School of Education and Social Policy postdoctoral scholars Karla Thomas (PhD26) and briana rodríguez were named winners of the 2026 National Academy of Education /Spencer Research Fellowship.

The new and distinctive fellowship, designed to help with career pivots, provides recent doctoral graduates with one year of support to advance their research and career searches amid a disrupted academic job market.

The 12 fellows were drawn from the recent NAEd/Spencer Dissertation Fellows, scholars whose promise the Academy has already recognized. They'll each receive $100,000 in research support over the coming year, along with dedicated mentorship from senior members of the field and the professional community of the Academy itself.

About rodríguez: 

Briana k. n. rodríguez (Maya Ch'orti' and Nawa-Pipil) studies questions such as, "What is the purpose of learning?" and "What is the purpose of mathematics learning?"

Rodríguez’s research challenges the notion of math as a universal language by asking, who's universe or worldview? Who's values? Rodríguez collaborates and organizes learning spaces with Maya and Nawa-Pipil communities in Los Angles and in El Salvador focused on stewarding community knowledge. Rodriguez received a National Academy of Education/Spencer Dissertation fellowship in 2024, while pursuing her PhD at the University of Pittsburgh.

About Thomas:

Thomas recently completed her PhD in Human Development and Social Policy with certificates in Black Studies and the Multidisciplinary Program in Education Sciences.

Her dissertation, Smuggling Black Truths: BlackCrit Sensemaking and Fugitivity in Service of Black Educational Futures, was also supported by a National Academy of Education /Spencer Dissertation Fellowship. 

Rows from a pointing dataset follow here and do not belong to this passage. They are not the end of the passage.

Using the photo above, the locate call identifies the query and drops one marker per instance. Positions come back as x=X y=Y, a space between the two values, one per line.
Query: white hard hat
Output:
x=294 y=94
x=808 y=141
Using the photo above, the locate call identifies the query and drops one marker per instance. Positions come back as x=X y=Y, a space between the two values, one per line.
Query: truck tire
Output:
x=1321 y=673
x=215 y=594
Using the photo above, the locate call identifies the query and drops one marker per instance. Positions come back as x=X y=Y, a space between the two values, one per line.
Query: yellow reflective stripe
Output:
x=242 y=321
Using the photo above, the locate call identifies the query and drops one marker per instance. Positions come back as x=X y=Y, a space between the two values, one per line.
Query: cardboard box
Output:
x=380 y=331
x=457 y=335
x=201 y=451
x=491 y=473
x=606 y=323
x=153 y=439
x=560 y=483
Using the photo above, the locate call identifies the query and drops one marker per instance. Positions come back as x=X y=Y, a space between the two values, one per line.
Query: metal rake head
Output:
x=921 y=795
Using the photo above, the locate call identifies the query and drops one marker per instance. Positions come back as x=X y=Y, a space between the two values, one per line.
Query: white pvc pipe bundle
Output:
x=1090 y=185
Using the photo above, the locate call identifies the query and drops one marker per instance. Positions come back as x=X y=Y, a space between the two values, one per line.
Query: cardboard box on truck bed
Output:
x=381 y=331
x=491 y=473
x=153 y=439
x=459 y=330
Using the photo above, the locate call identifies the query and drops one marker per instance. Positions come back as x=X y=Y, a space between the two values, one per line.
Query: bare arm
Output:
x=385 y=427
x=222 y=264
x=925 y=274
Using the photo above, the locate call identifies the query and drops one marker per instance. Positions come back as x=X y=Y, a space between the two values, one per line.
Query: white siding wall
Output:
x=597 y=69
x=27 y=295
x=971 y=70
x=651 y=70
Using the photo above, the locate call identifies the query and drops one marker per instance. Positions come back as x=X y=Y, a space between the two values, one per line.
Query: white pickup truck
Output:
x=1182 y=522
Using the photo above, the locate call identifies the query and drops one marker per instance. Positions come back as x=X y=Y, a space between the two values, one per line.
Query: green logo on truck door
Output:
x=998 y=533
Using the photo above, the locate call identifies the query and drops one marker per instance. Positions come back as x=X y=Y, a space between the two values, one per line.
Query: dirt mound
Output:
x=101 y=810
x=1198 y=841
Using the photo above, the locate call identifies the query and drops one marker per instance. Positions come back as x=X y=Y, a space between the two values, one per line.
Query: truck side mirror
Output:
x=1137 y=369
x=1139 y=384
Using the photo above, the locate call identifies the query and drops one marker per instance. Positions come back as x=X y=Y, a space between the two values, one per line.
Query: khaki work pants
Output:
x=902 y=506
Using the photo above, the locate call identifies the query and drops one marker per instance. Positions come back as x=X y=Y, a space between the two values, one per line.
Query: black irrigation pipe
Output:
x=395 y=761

Thomas’s  research, published in the April issue of the Peabody Journal of Education, focuses on how parents, teachers and communities resist and refuse education policies that harm Black and LGBTQ+ students and how they work to create better educational opportunities despite those policies. Her dissertation examined how Black parents and educators understood and responded in the wake of Florida's anti-Black Stop W.O.K.E education laws while also finding ways to expand opportunities for Black students.